Das Stichwort ist JaxbAdapter


----------



## Andreas29 (1. Dez 2009)

Hi Noctarius,

erstmal danke für deine Antwort, aber ich befürchte, dass die Adapter nicht das sind, was ich suche. Soweit ich das verstanden habe, erlauben mir die Adapter den Wert, der in das XML geschrieben bzw aus dem XML gelesen wird zu editieren. Das ist aber nicht das, was ich brauche. Ich möchte irgendwie Einfluss auf den Name der generierten XML-Tags haben.
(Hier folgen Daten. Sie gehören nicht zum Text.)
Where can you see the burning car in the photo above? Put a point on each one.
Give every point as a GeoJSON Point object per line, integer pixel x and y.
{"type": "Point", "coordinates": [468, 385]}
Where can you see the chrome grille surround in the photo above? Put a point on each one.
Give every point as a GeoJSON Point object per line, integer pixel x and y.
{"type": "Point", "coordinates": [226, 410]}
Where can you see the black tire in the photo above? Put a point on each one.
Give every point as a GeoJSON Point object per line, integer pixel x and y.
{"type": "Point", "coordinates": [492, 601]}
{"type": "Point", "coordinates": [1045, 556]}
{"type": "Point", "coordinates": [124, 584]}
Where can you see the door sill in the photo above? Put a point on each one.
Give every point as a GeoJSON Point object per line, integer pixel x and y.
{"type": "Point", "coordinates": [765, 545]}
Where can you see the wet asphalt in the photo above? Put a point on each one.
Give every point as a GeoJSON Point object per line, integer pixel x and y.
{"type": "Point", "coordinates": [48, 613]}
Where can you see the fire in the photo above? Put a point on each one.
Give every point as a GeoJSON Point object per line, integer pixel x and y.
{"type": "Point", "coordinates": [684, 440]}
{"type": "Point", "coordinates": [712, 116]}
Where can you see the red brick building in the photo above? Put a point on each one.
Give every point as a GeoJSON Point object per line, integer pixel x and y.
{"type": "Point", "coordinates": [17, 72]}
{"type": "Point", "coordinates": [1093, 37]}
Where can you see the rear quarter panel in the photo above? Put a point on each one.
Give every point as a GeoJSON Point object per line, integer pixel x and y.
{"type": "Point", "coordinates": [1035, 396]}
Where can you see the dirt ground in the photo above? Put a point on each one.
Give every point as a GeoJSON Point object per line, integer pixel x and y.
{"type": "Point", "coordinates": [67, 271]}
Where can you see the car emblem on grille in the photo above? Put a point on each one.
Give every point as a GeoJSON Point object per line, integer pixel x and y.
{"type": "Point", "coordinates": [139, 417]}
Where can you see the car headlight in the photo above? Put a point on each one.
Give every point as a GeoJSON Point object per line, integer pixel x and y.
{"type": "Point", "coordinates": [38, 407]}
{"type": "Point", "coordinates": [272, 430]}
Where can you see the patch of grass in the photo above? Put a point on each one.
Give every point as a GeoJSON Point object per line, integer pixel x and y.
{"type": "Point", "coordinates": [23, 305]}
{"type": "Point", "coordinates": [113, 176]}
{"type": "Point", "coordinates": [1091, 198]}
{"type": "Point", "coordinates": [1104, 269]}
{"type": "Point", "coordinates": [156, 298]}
Sprich, ich möchte Jaxb irgendwie sagen:
Nimm unterBedingung blah die Konfiguration von Interface1, unter Bedingung blubb aber die Konfiguration (und somit die Namen der zu erzeugenden Elemente) von Interface2.

Grüße,
Andreas


----------



## Noctarius (1. Dez 2009)

Hm so ganz verstanden was du willst hab ich nicht, sowas da?


```
wenn persistieren {
  wenn foo.valueX ist Foo
    nimm spaltenname von IFoo1
  sonst
    nimm spaltenname von IFoo2
}
```

Wenn ja, was willst du damit versuchen? Hört sich eher nach einem Designfehler an.


----------



## Andreas29 (1. Dez 2009)

Hi,

dass das ganze ein etwas schräges Design ist, sehe ich ein. Hintergrund ist folgender:
Es existiert eine sehr große Datenbanktabelle, aus der mittels Hibernate mehrere verschiedene Datentypen gelesen werden. Darauf habe ich keinen Einfluss, das muss ich so hinnehmen. Diese Datentypen sollen nun mittels JAXB nach XML geschrieben werden. Daher kam die Idee auf, für die Tabelle eine große Entity anzulegen, in der für sämtliche Spalten getter / setter existieren, die dann entsprechend auf die Datenbank gemappt werden. Die verschiedenen Datentypen sollen jetzt "nur" noch als Interfaces existieren, mit entsprechenden Zugriffsmethoden für die jeweils typspezifischen Werte. Da das XML-Mapping aber typspezifisch ist, brauchen wir an den Zugriffsmethoden auf den Interfaces ein JAXB mapping. Und momentan versuche ich herauszufinden, ob ich JAXB überhaupot sagen kann:
Mein Entity "Klasse" implementiert das Interface "Interface1". Liebes JAXB, schau mal auf dem Interface nach dem mapping und nutze alle Informationen, die du dort findest (inkl. wenn es dort für ein Feld keinen getter / setter gibt, schreibe es nicht nach XML). Das wäre im Moment erstmal Schritt 1.
Schritt 2 wäre dann:
Meine Entity "Klasse" implementiert die Interfaces "Interface1" und "Interface2". Liebes JAXB, wenn der Wert des Members "markierung" gleich X ist, dann nimm das mapping von "Interface1", wenn der Wert Y ist, nimm das mapping von "Interface2", ansonsten schmeiß eine UnsupportedOperationException().

Ist sowas möglich?

Ich hoffe, mein Ziel ist jetzt deutlicher geworden...

Grüße,
Andreas


----------



## Noctarius (1. Dez 2009)

Joar aber sowas in der Art funktioniert doch mit den Adaptern. Anstatt AlteKlasse und NeueKlasse aus dem Beispiel nimmst du einmal das Entity von Hibernate und einmal das Interface (je einmal als Eingabewert und einmal als Ausgabewert).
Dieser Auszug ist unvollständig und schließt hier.